AI Training Data Sourcing Policy

1. Purpose

This policy defines how [Organization Name] sources, evaluates, and documents data used to train, fine-tune, validate, and test AI models. It confirms that all training data has clear provenance, appropriate licensing, acceptable quality, and has been reviewed for bias — before it enters any AI pipeline.

2. Scope

This policy applies to:

All data used to train, fine-tune, or adapt AI models (including pre-training, instruction tuning, RLHF, and retrieval augmentation).
All validation and test datasets used to evaluate model performance.
All data sourced internally, purchased from vendors, scraped from the internet, or generated synthetically.
Both internally developed models and third-party models fine-tuned by the organization.

3. Definitions

Training data: Data used during the model learning process to establish parameters and patterns.
Validation data: Data used during development to tune hyperparameters and prevent overfitting. Must not overlap with training data.
Test data: Data used after development to evaluate final model performance. Must not overlap with training or validation data.
Data provenance: The documented origin, history, and chain of custody of a dataset.
Data lineage: The record of how data was collected, transformed, and processed before use.
Synthetic data: Artificially generated data that preserves statistical properties of real data without containing actual personal or proprietary information.

4. Data sourcing requirements

Before any dataset is used for AI training, it must pass the following checks:

4.1 Provenance documentation

The source of the data must be identified and documented (internal system, vendor, public dataset, web scrape, synthetic generation).
The date of collection or acquisition must be recorded.
The chain of custody from source to AI pipeline must be traceable.
If the data has been preprocessed or transformed, the transformations must be documented.

4.2 Licensing and legal review

All external data must have a clear license that permits its use for AI training.
Open-source datasets must be reviewed for license terms (some prohibit commercial use or derivative models).
Purchased data must include explicit contractual permission for AI training purposes.
Web-scraped data must be reviewed for terms of service violations, copyright restrictions, and personal data content.
Legal review is required before using any dataset in a regulated domain (healthcare, financial services, employment).

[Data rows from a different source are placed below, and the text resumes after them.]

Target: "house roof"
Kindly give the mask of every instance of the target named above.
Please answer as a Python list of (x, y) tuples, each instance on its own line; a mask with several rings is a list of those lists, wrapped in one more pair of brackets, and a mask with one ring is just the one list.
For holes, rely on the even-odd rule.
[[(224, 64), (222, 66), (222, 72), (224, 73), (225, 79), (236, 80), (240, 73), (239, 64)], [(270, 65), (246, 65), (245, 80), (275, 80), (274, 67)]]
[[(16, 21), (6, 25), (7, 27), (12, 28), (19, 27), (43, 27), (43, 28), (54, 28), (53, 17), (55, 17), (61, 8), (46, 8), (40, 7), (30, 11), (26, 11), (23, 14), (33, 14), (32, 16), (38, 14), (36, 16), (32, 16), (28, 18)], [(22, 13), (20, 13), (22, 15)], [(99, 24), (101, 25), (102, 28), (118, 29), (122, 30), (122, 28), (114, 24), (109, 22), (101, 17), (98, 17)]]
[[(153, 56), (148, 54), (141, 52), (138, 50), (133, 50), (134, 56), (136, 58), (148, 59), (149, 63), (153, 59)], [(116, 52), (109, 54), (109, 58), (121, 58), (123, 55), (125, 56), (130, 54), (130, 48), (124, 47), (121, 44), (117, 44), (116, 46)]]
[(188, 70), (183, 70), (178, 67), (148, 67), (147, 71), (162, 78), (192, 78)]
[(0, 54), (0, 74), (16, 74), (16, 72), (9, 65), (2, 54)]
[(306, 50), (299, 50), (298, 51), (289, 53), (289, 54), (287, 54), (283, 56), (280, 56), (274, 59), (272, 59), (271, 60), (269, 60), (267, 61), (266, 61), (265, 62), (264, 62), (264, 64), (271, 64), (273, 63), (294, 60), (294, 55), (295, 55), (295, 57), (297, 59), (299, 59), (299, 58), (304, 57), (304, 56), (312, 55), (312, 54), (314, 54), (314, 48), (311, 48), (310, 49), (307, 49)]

4.3 Personal data assessment

All datasets must be scanned for personal data before use.
If personal data is present, the lawful basis for processing must be established per the AI Data Use Policy.
Anonymization, pseudonymization, or synthetic data generation must be considered to reduce privacy risk.
Special category data (health, biometric, financial) requires additional legal review and DPIA.

5. Data quality standards

EU AI Act Article 10 requires that training data for high-risk systems be "relevant, representative, free of errors, and complete." All training data must meet the following standards:

Quality dimension	Requirement	How to verify
Relevance	Data must be appropriate for the AI system's intended purpose.	Domain expert review of sample data.
Representativeness	Data must represent the population or context the model will serve.	Demographic analysis, geographic distribution check.
Accuracy	Data must be factually correct and free of systematic errors.	Spot-check validation, cross-reference with ground truth.
Completeness	Data must not have critical gaps that would bias the model.	Missing value analysis, coverage assessment.
Temporal relevance	Data must reflect current conditions if the model operates in a changing environment.	Date range review, staleness check.
Consistency	Data from multiple sources must be harmonized in format, schema, and semantics.	Schema validation, deduplication analysis.

6. Bias review

All training data must be reviewed for potential biases before use:

Bias review findings must be documented in the dataset record. Material biases that cannot be mitigated must be escalated to the AI Governance Committee before the dataset is approved for use.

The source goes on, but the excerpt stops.